39 Or, un grand nombre de vols sacrilèges ayant été commis dans la ville par Lysimaque d’accord avec Ménélas, et le bruit s’en étant répandu au-dehors, le peuple s’ameuta contre Lysimaque, alors que beaucoup d’objets d’or avaient déjà été dispersés. 40 Comme la multitude s’était soulevée, débordante de colère, Lysimaque arma près de trois mille hommes et prit l’initiative des violences ; marchait en tête un certain Auranos, homme avancé en âge, et non moins en folie. 41 Prenant conscience de l’attaque de Lysimaque, les uns s’armaient de pierres, les autres de gourdins, certains prenaient à pleines mains la cendre qui se trouvait là,p et tous assaillirent pêle-mêle les gens de Lysimaque.

p La cendre des sacrifices, l’échauffourée ayant eut lieu dans les parvis du Temple.

42 Aussi bien leur firent-ils beaucoup de blessés et quelques morts ; ils mirent le reste en fuite et, quant au voleur sacrilège, ils le massacrèrent près du Trésor.

Ménélas acquitté à prix d’argent.

43 Sur ces faits un procès fut intenté à Ménélas. 44 Lorsque le roi vint à Tyr, les trois hommes envoyés par le sénat soutinrent devant lui la justice de leur cause. 45 Voyant déjà la partie perdue, Ménélas promit des sommes importantes à Ptolémée, fils de Dorymène, pour qu’il gagnât le roi à sa cause.

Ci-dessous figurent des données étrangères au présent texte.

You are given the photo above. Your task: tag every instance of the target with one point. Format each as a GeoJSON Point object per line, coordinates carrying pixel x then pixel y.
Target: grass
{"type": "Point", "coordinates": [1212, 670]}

46 Aussi Ptolémée, ayant emmené le roi sous un portique comme pour prendre le frais, le fit changer d’avis, 47 si bien qu’il renvoya Ménélas, l’auteur de tout ce mal, absous des accusations portées contre lui, et qu’il condamna à mort des malheureux qui, s’ils avaient plaidé leur cause même devant des Scythes, eussent été renvoyés innocents. 48 Ceux donc qui avaient pris la défense de la ville, des bourgs et des vases sacrés subirent sans délai cette peine injuste. 49 Aussi vit-on même des Tyriens, outrés d’une telle méchanceté, pourvoir magnifiquement à leur sépulture. 50 Quant à Ménélas, grâce à la cupidité des puissants, il se maintint au pouvoir, grandissant en malice et se posant en principal adversaire de ses concitoyens.